The mysterious case of the falling criminal offences: burglary and murders down again, statistics show

Burglary and murders are down again, but what’s driving this 20-year drop in offences?

The public does not believe it and ministers privately admit they do not fully understand the reasons for it – but crime is continuing to fall sharply.

The trend, which defies the conventional wisdom that offending levels increase in tough times, was underlined today by the latest report from the Crime Survey for England and Wales.

It estimated there were eight million incidents of crime in the 12 months to the end of September, the lowest figure since it was established in 1981, with violent offences dropping by 13 per cent and overall household crime, including burglary, falling by 10 per cent. Murders and killings have almost halved in the last decade.

The survey, which is based on interviews with the public and considered the most accurate gauge of offending levels, shows crime peaked nearly 20 years ago and has been in decline since. There are now 10.5 million fewer offences annually than in 1995.

Labour and Conservative Home Secretaries alike have taken credit for the falls, but they have really been the beneficiaries of a dramatic trend shared by countries across North America and western Europe with governments of all political complexions.

One obvious explanation is that stealing is becoming more difficult as householders routinely install burglar alarms and most new cars are fitted with immobiliser devices.

With the falling value of items such as flat-screen televisions and DVD players, the rewards have also tumbled while the risk of punishment has remained constant.

And as vehicle theft and house-breaking are often “debut crimes”, potential offenders may be deterred from embarking on a life of criminality.

Street crime such as robbery and vandalism has also become a more perilous enterprise with the proliferation of closed-circuit television in public places.

But there is also demographic explanation for the trend, with “greying” populations in the western world meaning there are  fewer people in the age group most likely to be tempted by crime – young adult men.

Some criminologists also link the trend with falls in hard drug use, which is closely linked to acquisitive crime, while others suggest that young adults are less likely to get caught up in drink-fuelled violence because the downturn has left them with less to spend on alcohol.

US academics have posited the controversial theory that liberalisation of abortion legislation in the 1970s led to falling crime levels two decades later as the move reduced numbers of people born in groups considered at higher risk of offending. But this explanation has been dismissed in Europe, where the timing of abortion laws varied but crime consistently started dropping around 1995.

Another idea that has been floated is that removing lead from petrol has helped because large concentrations in the atmosphere are thought to be linked to belligerent behaviour.

It is also possible that the nature of crime is shifting – and the statistics are struggling to keep up as criminals turn to relatively risk-free internet fraud.

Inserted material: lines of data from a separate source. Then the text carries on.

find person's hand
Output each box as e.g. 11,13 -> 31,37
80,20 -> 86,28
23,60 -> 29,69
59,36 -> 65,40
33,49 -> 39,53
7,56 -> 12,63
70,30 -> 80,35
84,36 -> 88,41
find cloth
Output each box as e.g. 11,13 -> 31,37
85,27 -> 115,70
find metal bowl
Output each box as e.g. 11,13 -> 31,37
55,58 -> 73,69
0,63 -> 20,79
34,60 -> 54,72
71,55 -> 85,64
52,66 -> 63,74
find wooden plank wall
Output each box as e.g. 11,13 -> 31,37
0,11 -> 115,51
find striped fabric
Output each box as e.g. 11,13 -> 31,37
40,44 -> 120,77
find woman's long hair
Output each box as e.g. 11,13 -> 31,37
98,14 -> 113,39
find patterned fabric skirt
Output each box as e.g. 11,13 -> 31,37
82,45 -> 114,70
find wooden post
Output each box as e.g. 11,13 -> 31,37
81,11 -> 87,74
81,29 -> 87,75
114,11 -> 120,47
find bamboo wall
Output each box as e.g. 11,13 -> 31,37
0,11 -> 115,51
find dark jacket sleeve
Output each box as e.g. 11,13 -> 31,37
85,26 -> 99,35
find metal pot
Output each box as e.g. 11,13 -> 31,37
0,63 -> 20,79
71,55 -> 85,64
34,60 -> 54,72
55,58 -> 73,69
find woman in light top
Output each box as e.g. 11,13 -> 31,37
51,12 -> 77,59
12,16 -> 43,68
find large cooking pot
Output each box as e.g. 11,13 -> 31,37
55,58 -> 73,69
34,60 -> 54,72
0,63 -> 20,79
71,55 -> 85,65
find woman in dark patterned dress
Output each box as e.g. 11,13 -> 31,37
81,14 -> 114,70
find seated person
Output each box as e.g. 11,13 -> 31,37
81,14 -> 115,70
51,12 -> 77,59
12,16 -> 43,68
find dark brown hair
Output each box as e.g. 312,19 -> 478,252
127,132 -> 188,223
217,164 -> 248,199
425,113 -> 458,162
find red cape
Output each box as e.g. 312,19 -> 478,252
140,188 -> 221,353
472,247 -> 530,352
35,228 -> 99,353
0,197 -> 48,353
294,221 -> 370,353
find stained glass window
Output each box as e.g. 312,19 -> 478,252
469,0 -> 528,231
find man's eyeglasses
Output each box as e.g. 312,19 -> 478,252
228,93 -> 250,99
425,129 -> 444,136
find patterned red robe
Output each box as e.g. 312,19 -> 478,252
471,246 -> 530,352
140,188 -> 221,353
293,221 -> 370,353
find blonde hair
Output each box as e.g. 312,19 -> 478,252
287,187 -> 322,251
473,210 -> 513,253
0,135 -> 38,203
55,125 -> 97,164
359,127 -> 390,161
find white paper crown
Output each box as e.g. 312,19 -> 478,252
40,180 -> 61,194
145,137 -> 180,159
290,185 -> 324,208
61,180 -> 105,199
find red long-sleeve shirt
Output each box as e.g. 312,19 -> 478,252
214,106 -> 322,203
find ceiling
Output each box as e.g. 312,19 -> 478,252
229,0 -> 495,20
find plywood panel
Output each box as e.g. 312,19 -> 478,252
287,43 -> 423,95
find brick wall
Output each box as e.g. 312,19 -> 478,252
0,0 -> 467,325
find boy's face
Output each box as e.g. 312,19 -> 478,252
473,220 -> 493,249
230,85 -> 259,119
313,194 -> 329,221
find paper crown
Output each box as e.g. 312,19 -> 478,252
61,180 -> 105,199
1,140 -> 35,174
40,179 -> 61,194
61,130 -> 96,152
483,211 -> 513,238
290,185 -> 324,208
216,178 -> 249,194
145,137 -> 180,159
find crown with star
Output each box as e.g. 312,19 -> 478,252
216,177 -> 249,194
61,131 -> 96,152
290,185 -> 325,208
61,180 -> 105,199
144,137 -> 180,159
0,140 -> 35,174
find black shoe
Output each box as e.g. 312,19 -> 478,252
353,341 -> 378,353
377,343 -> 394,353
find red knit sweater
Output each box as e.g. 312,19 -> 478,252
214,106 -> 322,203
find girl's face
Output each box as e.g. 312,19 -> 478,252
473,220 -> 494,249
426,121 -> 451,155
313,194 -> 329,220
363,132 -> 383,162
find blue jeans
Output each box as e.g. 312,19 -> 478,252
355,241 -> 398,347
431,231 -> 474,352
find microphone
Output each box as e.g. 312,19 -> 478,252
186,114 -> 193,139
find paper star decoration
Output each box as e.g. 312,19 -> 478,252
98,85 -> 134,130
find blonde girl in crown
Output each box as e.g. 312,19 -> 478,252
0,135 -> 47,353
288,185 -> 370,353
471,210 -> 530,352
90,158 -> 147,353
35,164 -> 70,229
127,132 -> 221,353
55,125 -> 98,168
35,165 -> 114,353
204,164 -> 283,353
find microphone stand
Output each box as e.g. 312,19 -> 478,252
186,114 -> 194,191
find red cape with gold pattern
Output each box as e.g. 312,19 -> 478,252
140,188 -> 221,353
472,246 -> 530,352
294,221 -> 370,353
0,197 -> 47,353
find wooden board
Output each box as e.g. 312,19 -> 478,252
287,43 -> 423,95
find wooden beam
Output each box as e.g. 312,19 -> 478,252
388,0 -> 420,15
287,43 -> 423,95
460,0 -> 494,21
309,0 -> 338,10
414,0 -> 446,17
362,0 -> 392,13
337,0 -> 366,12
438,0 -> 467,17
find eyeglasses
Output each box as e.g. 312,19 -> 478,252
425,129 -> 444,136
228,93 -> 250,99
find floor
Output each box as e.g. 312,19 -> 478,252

When homes are burgled or people are mugged, almost all victims would report the offence to the police (and to researchers). Are they as likely to report it if they are conned out of cash by an online scam or find their credit cards have been cloned?

Yesterday’s figures included a 34 per cent increase in fraud offences recorded by the police, but the Office for National Statistics conceded: “The true scale of cyber-crime is unknown.”

They also showed sexual offences leapt by 17 per cent, a rise attributed to the “Yewtree effect” following the Jimmy Savile scandal.

Beneath the figures, there is a sobering statistic for politicians trying to gain kudos from the fall in offending levels. Whatever the numbers say, around two-thirds of the public believes crime is rising or, at best, static.